Demographics of literature readers

  • Young adults show the most rapid increases in literary reading. Since 2002, 18-24 year olds have seen the biggest increase (nine percent) in literary reading, and the most rapid rate of increase (21 percent). This jump reversed a 20 percent rate of decline in the 2002 survey, the steepest rate of decline since the NEA survey began.
  • Since 2002, reading has increased at the sharpest rate (+20 percent) among Hispanic Americans, Reading rates have increased among African Americans by 15 percent, and among Whites at an eight percent rate of increase.
  • For the first time in the survey's history, literary reading has increased among both men and women.
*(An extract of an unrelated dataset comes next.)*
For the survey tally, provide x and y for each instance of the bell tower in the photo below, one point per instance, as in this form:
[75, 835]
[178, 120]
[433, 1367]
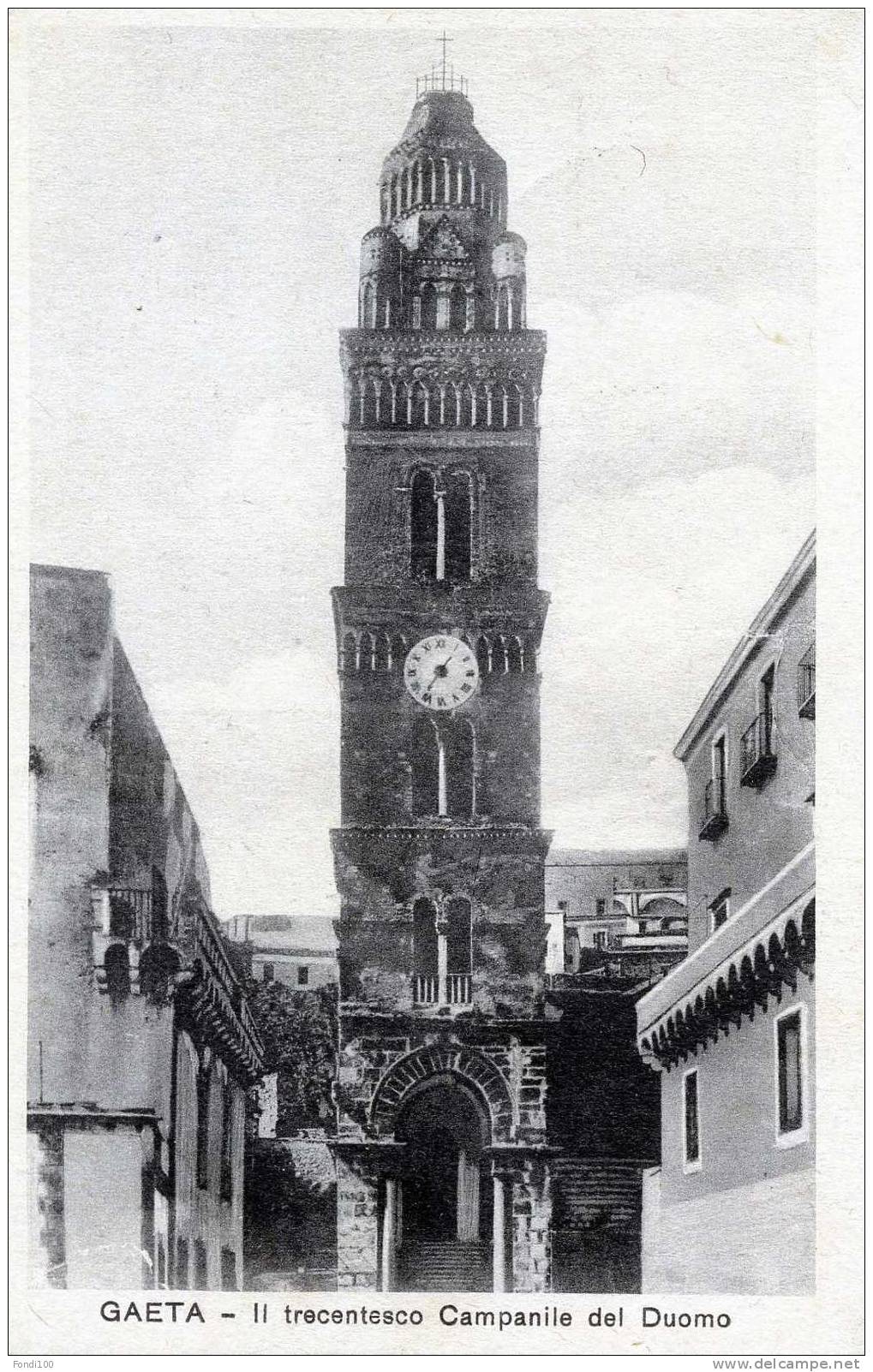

Literary reading rates have grown or held steady for adults of all education levels.

Trends in media and literary preferences

  • Fiction (novels and short stories) accounts for the new growth in adult literary readers.
  • Reading poetry and drama continues to decline, especially poetry-reading among women.
  • Online readers also report reading books. Eighty-four percent of adults who read literature (fiction, poetry, or drama) on or downloaded from the Internet also read books, whether print or online.
  • Nearly 15 percent of all U.S. adults read literature online in 2008.

A tale of two Americas

  • The U.S. population now breaks into two almost equally sized groups – readers and non-readers.
  • A slight majority of American adults now read literature (113 million) or books (119 million) in any format.
  • Reading is an important indicator of positive individual and social behavior patterns. Previous NEA research has shown that literary readers volunteer, attend arts and sports events, do outdoor activities, and exercise at higher rates than non-readers.

Isn't that great news?  Now excuse me, I must return to my book . . . 

~~Angie 

6 comments:

Terri L. Gillespie said...

Good news.

Smilingsal said...

I had no idea that I was soooo effective in inspiring others to read!

Angela said...

What can I say? You're good, Sally. :-)

Sorry about the bad formatting on that piece--sometimes cut and paste doesn't work so well.

Happy reading, everyone! I'm reading a new manuscript by Nicole Baart at the moment--she's amazing!

Angie

Mocha with Linda said...

That's great! Maybe folks will turn off some of the junk that's on TV. There's nothing like a good book!

jan said...

excellent news!
jan

Caitriona aka Catherine said...

Looking at the 18-24 year old category, it would be fun to know how many of those young adults were educated at home where reading is highly valued. The first question that popped into my head was, what has caused the increase?